Walkers at the foot of Saint-Victoire mountain, whose highest point reaches 1011 metres at the Pic des Mouches. The mountain is now famous throughout the world as one of the favourite subjects of the artist Paul Cézanne, who painted it many times. © Atout France/Michel Angot
Yet one artist above all others is inextricably linked with Provence: Paul Cézanne. This was his native region, and he remained deeply attached to it throughout his life, himself motivating early 20th-century painters such as André Derain, Georges Braque and Raoul Dufy to visit Provence and to experiment with the new ideas that were to become known as ‘Fauvism’ and ‘Cubism’. For art lovers, it is fascinating to realise that this atmospheric region around Marseille and Aix-en-Provence was the setting for the pioneering brush strokes of ‘Modern’ painting. These and other artists have contributed to the far-reaching renown of Provence by painting scenes like the town of Aix (Cezanne’s birthplace), Sainte-Victoire mountain, Arles, la Ciotat, Cassis, and l’Estaque, then a small industrial harbour north of Marseille, and today a tranquil settlement dependent on the sea for its livelihood. It was in l’Estaque, which he visited on no fewer than five occasions between 1870 (the time of the Franco-Prussian War) and 1886, that Cezanne began an artistic love affair with his home region, a passionate involvement with town, village and countryside. From this ‘marriage’ arose a unique body of artistic creation, one that has had a profound influence on artists ever since. It was as if the artist’s communion with nature somehow found a passage to another dimension, a breakthrough in ideas that was as startling as it was innovative.

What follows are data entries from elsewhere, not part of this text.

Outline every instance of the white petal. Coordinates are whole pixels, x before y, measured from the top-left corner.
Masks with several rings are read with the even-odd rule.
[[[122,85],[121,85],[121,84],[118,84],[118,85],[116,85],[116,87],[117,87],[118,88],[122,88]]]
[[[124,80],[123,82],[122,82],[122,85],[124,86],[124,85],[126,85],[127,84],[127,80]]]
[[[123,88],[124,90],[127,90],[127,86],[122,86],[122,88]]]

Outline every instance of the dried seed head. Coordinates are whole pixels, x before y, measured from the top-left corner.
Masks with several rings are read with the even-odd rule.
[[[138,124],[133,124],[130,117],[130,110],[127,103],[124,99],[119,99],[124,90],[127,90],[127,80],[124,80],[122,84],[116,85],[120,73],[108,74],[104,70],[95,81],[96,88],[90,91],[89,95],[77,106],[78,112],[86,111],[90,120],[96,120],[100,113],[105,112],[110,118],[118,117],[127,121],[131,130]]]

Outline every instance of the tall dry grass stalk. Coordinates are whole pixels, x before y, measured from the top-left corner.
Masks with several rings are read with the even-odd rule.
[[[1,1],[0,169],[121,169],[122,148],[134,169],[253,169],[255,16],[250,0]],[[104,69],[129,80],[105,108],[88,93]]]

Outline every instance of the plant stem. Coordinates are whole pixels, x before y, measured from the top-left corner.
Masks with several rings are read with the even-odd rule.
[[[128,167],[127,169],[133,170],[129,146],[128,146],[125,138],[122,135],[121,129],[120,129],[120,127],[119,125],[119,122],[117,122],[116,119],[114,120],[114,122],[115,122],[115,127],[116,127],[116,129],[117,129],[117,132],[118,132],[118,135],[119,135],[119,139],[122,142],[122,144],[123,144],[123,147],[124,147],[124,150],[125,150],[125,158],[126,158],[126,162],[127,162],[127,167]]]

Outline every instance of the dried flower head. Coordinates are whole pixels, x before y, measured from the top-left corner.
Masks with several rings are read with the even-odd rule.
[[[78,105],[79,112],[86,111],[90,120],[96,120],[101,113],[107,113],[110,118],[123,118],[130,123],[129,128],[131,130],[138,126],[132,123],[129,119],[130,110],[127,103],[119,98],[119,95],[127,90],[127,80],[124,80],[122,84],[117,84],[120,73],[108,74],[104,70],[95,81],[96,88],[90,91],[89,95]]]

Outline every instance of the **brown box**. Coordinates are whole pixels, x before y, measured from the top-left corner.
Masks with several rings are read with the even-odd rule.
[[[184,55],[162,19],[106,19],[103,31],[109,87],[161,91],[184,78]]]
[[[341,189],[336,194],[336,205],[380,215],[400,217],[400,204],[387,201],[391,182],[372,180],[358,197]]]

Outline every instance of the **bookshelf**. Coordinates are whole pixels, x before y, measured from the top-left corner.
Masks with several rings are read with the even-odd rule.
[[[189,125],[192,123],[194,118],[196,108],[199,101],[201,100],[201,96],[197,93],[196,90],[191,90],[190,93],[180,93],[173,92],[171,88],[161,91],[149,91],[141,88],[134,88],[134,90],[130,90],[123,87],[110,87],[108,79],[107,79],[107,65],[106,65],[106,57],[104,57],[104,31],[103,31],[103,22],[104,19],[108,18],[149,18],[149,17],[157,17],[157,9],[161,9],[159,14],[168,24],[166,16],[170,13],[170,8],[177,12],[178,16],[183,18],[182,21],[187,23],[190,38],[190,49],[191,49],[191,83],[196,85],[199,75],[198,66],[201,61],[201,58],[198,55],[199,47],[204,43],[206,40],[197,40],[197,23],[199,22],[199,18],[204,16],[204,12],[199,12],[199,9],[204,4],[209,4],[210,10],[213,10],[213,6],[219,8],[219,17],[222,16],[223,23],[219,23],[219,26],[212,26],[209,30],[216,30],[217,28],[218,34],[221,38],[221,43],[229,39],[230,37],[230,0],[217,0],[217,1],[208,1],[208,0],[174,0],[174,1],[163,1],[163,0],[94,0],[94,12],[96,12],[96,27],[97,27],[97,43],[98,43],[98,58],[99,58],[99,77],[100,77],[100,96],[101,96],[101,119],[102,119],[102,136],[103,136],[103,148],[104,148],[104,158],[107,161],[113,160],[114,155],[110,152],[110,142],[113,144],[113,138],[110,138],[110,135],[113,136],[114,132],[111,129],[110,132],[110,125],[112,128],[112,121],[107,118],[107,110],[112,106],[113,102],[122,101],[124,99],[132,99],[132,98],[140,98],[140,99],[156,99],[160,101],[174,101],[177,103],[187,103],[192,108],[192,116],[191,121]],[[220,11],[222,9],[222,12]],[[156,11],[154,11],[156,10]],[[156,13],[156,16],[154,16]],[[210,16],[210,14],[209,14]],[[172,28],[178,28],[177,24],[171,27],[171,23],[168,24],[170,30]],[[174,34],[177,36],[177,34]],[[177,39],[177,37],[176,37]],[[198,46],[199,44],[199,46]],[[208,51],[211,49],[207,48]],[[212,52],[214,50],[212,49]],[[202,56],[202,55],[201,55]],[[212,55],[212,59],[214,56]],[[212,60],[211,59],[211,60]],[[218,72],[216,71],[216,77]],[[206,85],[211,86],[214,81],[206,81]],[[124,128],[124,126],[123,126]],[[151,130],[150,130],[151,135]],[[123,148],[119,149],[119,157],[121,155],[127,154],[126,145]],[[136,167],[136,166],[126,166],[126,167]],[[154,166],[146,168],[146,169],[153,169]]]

It was into the early 19th-century world of a commercial Provençal family that Paul Cezanne was born. But of his birthplace, along the Rue de l’Opéra in Aix, only the façade now remains. His father was a successful hat maker, his ‘Chaponnerie’, or hat factory, still stands, adjacent to Les Deux Garcons, at 55 Cours Mirabeau. Later, Cézanne’s father became a banker, urging his son to study law. But it was not the legal profession that inspired Cézanne. He wanted to paint.
In 1859, Cezanne’s father bought the Jas de Bouffan, a bastide, or country house, on the outskirts of Aix, formerly the house of the Governor of Provence. It is even now a fine house in the middle of rows of plane and chestnut trees – a scene Cézanne represented in Chestnut Tree alley in the Jas de Bouffan. For forty years, off and on, this was Cézanne’s home, a beautiful building of simple design on the top floor of which Cézanne had an atelier, his studio, facing north towards the centre of the city. It is remarkably small, you expect something much more grand. But it is nonetheless inspiring to stand in it, to look through the windows at the rows of trees on which Cézanne himself gazed, realising that this is where Cézanne worked on many of his great works, although his particular passion, and ultimately the case of his death, was to paint out of doors.
The future of Jas de Bouffan is uncertain; political and financial divides haggle to find an acceptable plan for the house, while conservationists pray that common sense will prevail and the house used in some way to pay homage to Cezanne. It remains in a poor state of repair and the only room you could enter, when we visited in 2011, was the dilapidated salon (there are plans to restore more of the Jas). Because of this, you are not allowed to wander round on your own but must go on a guided visit, most of which takes place in the surrounding gardens.